Data and Details: The data set employed in this study was selected because it served as a large, longitudinal sample of the Twitter community which purportedly has over 152 million daily active users.
Data Set Contents: The data set consists of 258,800 Twitter tweets that were scrapped together based on the condition of it having the hashtag, “#covid19”. This serves to create a record of reactions towards COVID-19, thereby making this data targeted. It has provided 34 features, including location, tweet content, description, and others. To draw meaningful conclusions from these features, we are employing a variety of preprocessing methods. Location strings are being categorized by country and the collection of full tweets (rather than the short tweet with a hyperlink) are some of the preprocessing methods employed.

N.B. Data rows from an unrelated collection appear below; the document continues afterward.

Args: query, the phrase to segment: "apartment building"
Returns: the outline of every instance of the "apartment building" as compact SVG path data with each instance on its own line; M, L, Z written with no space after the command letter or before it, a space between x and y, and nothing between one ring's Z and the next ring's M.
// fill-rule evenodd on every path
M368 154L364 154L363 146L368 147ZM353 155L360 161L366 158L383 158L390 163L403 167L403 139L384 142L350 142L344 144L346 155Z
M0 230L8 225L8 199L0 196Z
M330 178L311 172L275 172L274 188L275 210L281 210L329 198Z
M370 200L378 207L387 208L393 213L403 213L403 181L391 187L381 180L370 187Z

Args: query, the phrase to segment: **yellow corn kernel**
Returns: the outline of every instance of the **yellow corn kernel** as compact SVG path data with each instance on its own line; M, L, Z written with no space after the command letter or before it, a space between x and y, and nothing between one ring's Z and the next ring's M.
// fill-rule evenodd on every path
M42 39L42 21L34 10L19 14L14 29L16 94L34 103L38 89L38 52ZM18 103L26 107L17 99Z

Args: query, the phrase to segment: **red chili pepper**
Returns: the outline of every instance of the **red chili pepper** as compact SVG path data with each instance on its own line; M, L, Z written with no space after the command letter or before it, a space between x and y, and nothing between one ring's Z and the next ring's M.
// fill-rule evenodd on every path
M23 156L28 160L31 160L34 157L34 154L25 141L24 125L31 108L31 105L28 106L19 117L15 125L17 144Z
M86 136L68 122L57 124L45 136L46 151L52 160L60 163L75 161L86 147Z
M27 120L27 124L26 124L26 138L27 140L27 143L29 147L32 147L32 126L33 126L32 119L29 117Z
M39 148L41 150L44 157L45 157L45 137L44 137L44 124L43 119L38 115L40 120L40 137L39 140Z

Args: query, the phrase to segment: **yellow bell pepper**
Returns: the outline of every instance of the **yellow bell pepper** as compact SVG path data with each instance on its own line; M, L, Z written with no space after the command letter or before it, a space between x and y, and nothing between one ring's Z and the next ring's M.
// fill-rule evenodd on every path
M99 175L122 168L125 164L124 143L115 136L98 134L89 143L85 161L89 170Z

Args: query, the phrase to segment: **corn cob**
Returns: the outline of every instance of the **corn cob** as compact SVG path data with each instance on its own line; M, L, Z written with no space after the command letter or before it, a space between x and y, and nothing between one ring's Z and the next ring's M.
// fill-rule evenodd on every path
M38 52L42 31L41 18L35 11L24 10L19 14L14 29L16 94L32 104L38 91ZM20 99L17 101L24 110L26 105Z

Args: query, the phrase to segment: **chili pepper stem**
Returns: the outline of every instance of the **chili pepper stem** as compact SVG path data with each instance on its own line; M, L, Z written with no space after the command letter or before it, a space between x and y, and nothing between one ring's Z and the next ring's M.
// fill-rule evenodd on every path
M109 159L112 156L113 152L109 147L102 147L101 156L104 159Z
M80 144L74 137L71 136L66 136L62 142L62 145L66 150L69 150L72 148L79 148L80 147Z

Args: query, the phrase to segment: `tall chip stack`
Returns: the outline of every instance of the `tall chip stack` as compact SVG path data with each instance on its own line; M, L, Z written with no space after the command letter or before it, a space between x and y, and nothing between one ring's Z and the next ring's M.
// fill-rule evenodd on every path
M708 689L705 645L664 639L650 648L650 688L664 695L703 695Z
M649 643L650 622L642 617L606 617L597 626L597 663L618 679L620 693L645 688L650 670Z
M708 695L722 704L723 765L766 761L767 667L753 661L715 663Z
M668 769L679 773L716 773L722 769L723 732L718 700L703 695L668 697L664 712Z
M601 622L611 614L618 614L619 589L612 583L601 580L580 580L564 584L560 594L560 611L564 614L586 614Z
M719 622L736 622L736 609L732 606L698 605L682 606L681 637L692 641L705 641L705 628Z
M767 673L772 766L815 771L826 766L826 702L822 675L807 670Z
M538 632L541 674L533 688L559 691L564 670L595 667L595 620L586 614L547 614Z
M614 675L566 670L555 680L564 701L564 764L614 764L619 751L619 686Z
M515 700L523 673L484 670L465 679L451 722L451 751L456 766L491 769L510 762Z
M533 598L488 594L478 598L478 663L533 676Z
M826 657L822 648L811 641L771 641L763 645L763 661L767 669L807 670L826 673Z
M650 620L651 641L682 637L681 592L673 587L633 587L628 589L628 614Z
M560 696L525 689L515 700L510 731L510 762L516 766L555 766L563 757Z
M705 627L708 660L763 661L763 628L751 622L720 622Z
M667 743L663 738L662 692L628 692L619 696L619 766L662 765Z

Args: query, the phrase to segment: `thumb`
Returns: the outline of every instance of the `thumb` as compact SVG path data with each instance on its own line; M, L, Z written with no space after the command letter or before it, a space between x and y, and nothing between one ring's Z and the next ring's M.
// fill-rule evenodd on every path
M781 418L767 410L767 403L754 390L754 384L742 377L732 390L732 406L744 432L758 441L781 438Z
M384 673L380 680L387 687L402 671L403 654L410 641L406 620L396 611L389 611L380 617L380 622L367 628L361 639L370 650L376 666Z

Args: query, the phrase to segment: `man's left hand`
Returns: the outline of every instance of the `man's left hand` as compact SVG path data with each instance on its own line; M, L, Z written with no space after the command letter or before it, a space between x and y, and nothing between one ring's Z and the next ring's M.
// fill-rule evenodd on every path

Validation: To ensure the accuracy of the Vader model, we will be manually labeling 100 tweets with sentiment scores our groups find accurate. We will use this as the validation set and test whether the model stands up to our expectations.
Timeline: This data was collected between the dates March 20, 2020, and November 29, 2020, and is longitudinal. This timeline captures a significant portion of lockdown periods as COVID-19 cases fluctuated in different countries throughout the year, thereby providing a varied sample of data.
Sourcing Location: The data set was pulled from the Twitter platform which is used internationally. The data is geographically worldwide however it does cluster in locations where Twitter is more prevalent or where the coronavirus is of greater concern. This means consideration should be made in regard to the distribution of Twitter use among the regions where this will be used to make decisions. There is an oversampling of users who tweeted their opinions about COVID-19 a lot and an undersampling of those who didn’t, but having 258,500 tweets in the analysis should mostly mitigate this issue.
Reason: The data has been collected specifically to gain insight on public sentiment with regards to the coronavirus. Also, its large sample size will allow for a more comprehensive study.
Model Details: We use the VADER model for our sentiment analysis. VADER is built specifically for Social Media Text and requires no extra training to provide accurate results. It employs a continuous scale from -1 to 1 with -1 being terrible and 1 being great, so it will gave us further insight into how negative or positive each tweet is. This will allow us to draw more precise conclusions.